Instrument de l’individualité, le blog d’ado joue à plein son rôle de miroir interactif. Il s’apparente aux jeux vidéo, où l’on endosse pour un temps un rôle. Mieux que l’ancien « journal intime », long à tenir, exigeant sur le
style et presque toujours secret (« sam soulerai tro den fair un donc jen aura jamais lol », écrit un ado), plus moderne que ces collages sur le « cahier de texte » ou le carnet que l’on traîne toujours avec soi pour y
fourrer en vrac photos, dessins, poèmes et citations, le blog est, à l’âge tendre, un outil moderne et merveilleux. Pas besoin d’orthographe, le syllabique SMS suffit à tout dire ; pas besoin de grandes phrases, on écrit comme on cause, par interjections et tics ; pas besoin de textes rédigés, les photos numériques envahissent l’écran. A la question « la chose que tu emmènerais avant tout sur une île déserte », Quentin répond du tac au tac : « un portable ki capte ».

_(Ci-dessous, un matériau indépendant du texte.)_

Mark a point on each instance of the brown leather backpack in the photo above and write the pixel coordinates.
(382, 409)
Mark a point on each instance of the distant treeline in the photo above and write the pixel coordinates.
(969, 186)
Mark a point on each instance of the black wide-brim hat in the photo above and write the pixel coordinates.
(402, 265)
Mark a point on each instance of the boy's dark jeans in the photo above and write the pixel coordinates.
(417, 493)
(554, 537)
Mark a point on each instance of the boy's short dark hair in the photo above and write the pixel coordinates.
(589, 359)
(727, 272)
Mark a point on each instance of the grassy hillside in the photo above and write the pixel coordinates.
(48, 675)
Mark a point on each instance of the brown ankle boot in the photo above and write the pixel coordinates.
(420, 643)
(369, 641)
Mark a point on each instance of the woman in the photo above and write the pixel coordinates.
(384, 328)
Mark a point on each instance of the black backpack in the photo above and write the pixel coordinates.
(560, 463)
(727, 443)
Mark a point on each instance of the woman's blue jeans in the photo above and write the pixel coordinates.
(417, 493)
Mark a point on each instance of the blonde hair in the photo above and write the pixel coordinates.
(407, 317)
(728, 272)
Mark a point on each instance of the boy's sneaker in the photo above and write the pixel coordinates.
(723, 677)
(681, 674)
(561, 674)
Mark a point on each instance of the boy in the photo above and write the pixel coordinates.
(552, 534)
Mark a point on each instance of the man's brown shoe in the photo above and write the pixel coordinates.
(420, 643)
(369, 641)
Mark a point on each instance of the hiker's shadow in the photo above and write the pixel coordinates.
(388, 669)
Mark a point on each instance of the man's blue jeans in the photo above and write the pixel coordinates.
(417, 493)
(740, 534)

Un outil pour quoi faire ? Pour son introspection, et pour effectuer ses tests sociaux. On montre son physique, attendant les commentaires des copines et des copains (« à qui ressembles-tu le plus », demande le questionnaire-type : « a un dieu mdrrr nan jrigol », répond Alexis) ; on se place en position scabreuse, juste pour lire les réactions de « la bande » ; on se déclare amoureux ou ami, pour se placer ou pour voir. Ce sont surtout les commentaires qui font l’intérêt du blog pour un ou une ado. Il s’agit de savoir qui on est aux yeux des autres, de sa tribu, jusqu’où on peut aller. A cet âge, on se construit entre soi plutôt qu’en référence aux adultes, plus lointains. Les scènes qui pourraient paraître douteuses aux yeux mûrs, faux tir au pistolet sur le copain, étranglements, simulation de coïts, inversion des rôles masculin/féminin, déguisements en méchants ou en prostitué(e)s – ne sont que des jeux de rôles pour tester, aux yeux des pairs qui les jugent, quelles sont les limites socialement acceptables. La justice et l’administration s’en sont inquiétées comme s’il s’agissait de nouvelles tentatives de « subversion ». Les blogs ne sont pas destinés aux adultes mais aux pairs, et particulièrement aux copains de « la tribu ». La provocation envers la société viendra plus tard, avec d’autres outils que le blog.